Por Edgardo Santiago Canales
El mes de septiembre es para mí, el mes de mayor relevancia en cuanto a mi vida
profesional se refiere. En el año 1989 y en el mes de septiembre dio comienzo mi carrera
policiaca. Entré a ser parte de la Policía Municipal de mi amado pueblo de Vega Baja, en ese
mes y en ese año. Hoy cuanto con 34 años de servicio, y de dar la buena batalla para que
estos cuerpos denominados Policías Municipales sean respetados y utilizados de manera
correcta, cosa ésta en la que tanto el gobierno del estado como la gran mayoría de los
municipios no hacen, y por eso fracasan.
El concepto de Policía Municipal tiene la significación que le daba su génesis,
“Policía Comunitaria”, y esto se puede constatar en la propia definición que le daban las ya
casi olvidadas propuestas “cops” oficiales de policías comunitarios. Como se puede
observar, es una definición muy distinta a la que los políticos nos tienen acostumbrados.
Estos cuerpos de policías, hoy por hoy están casi olvidados, irrespetados por quienes los
administran y mal utilizados, creo que eso es evidente.
La idea principal para autorizar la creación de estos organismos fue la de prevenir,
descubrir y perseguir el delito en todos sus aspectos, pero desde una perspectiva
comunitaria, asunto este en el cual se fracasó. Tenemos que observar que el gobierno
central y los municipios en contubernio, radicaron sendas medidas para enmendar la ley
que autorizaba la creación de estos cuerpos y dotarlos de los mismos deberes y
responsabilidades que ostentaba la policía del estado, esto porque en principio las
propuestas cops cubrían la mayoría de los gastos, sin mirar con ojo crítico que con estas
acciones dañaban la orientación original y perdieron su norte.
Lo que se hizo fue aquello que desde un principio se quería evitar, se creó un cuerpo análogo al del estado por cuya inobservancia hoy contamos con dos cuerpos haciendo lo mismo, pero de manera cuestionable.
Podemos presentar cualquier excusa, cualquier justificación, pero la realidad es que
existe una duplicidad de labores que convierte a ambos cuerpos en unos plagados de
ineficiencias e ineficacias. La consecuencia principal de lo anterior es el disparo en la
criminalidad, en parte por el choque de visiones que pueda existir entre el estado y los
municipios, en los que apuestan a los planes, hasta que hay que cubrir otras cosas, que no
necesariamente tienen que ver con el plan o los planes, pero son en alguna medida
auspiciadas por el ayuntamiento.
Entra en juego entonces el cuestionamiento del llamado
compromiso del gobernante, quien casi siempre jura que lo hay, pero que las acciones
dicen otra cosa.
Existe una serie de interrogantes a las que el gobierno central y los municipios deben
dar atención y respuesta a saber:
- ¿Existe un plan para combatir el crimen en el municipio?
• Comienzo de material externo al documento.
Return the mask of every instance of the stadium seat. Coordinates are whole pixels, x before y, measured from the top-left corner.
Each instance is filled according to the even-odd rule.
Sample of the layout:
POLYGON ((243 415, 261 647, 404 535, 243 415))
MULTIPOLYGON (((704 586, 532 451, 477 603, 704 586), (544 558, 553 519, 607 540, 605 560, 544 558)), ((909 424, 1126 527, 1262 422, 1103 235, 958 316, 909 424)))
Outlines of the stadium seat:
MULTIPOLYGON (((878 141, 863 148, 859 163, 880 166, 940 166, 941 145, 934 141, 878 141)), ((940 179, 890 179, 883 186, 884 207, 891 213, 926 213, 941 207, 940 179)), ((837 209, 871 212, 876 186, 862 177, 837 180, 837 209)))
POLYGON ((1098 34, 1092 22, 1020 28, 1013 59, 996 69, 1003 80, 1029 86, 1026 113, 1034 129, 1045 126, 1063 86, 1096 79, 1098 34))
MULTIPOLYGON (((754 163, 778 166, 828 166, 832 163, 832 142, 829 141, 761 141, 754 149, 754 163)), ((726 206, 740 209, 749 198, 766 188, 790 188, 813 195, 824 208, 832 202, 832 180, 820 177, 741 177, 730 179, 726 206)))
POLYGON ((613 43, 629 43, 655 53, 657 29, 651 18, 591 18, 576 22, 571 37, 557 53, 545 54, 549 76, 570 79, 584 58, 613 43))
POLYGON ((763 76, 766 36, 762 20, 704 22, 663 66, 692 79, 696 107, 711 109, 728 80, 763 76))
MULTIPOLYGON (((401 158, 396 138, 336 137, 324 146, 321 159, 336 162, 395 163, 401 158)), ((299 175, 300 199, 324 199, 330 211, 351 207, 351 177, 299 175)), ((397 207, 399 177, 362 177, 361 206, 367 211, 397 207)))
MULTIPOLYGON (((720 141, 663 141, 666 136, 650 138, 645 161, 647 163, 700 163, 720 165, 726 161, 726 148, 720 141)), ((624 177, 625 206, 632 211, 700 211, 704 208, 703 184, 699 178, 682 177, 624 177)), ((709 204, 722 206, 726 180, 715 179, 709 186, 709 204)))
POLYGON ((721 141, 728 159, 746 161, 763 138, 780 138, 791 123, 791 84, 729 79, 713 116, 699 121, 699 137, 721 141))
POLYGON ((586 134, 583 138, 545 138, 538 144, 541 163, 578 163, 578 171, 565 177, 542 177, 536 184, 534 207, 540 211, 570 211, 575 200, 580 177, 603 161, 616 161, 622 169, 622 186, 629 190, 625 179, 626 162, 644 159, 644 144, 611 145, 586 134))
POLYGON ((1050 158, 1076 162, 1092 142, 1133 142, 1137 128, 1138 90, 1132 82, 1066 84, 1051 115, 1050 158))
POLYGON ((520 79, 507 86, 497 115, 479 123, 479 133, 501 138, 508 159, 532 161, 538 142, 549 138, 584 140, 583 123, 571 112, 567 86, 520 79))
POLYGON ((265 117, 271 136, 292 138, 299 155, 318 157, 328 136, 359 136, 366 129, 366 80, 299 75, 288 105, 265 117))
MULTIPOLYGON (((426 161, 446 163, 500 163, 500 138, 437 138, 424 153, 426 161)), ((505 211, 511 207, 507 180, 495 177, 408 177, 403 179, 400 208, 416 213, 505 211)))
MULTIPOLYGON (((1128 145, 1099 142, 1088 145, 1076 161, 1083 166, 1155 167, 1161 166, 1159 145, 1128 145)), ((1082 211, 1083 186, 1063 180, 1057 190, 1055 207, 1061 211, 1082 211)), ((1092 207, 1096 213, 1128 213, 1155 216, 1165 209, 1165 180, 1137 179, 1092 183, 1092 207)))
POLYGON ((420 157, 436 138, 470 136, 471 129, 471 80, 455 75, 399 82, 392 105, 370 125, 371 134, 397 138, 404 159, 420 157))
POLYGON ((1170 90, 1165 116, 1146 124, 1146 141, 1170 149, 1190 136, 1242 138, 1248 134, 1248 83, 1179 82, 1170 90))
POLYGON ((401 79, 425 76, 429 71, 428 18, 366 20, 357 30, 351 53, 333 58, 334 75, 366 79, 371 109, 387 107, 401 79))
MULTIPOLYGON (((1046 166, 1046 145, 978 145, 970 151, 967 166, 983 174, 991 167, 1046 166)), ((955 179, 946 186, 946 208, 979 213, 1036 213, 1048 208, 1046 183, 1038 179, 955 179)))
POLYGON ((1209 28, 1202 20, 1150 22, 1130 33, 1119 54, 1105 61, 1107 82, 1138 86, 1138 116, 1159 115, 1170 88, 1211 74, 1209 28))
- ¿El plan envuelve a las comunidades, base de fe, comunidades sin fines de lucro,
comunidades escolares, etc? - ¿Cuántas fases contiene el plan?
- ¿El plan anticrimen de la municipalidad, es de creación local o el ayuntamiento se
circunscribe al plan del estado? - ¿El plan del municipio es uno evolutivo, preventivo, reactivo, de rendición de
cuentas o una combinación de estos? - ¿Esta comprometido el gobernante local con la seguridad pública de su gente,
(pueblo)? - ¿Se han realizado estudios comunitarios de rendición de cuentas?
Las anteriores son interrogantes que muy bien valdría la pena contestar. A mis 34 años
de servicio, les agradezco la experiencia adquirida y expongo que es mi norte continuar
luchando para que las Policías Municipales del país tomen el derrotero que origino su
creación. - No es menos cierto, que como ser imperfecto, no me las sé todas, por lo cual me
mantengo enseñable y combativo. Gracias a Dios por permitirme servirle por este espacio
de tiempo al pueblo que me vio nacer y reitero que lo continuaré haciendo así hasta que El Señor me indique otra cosa. Dios les bendiga.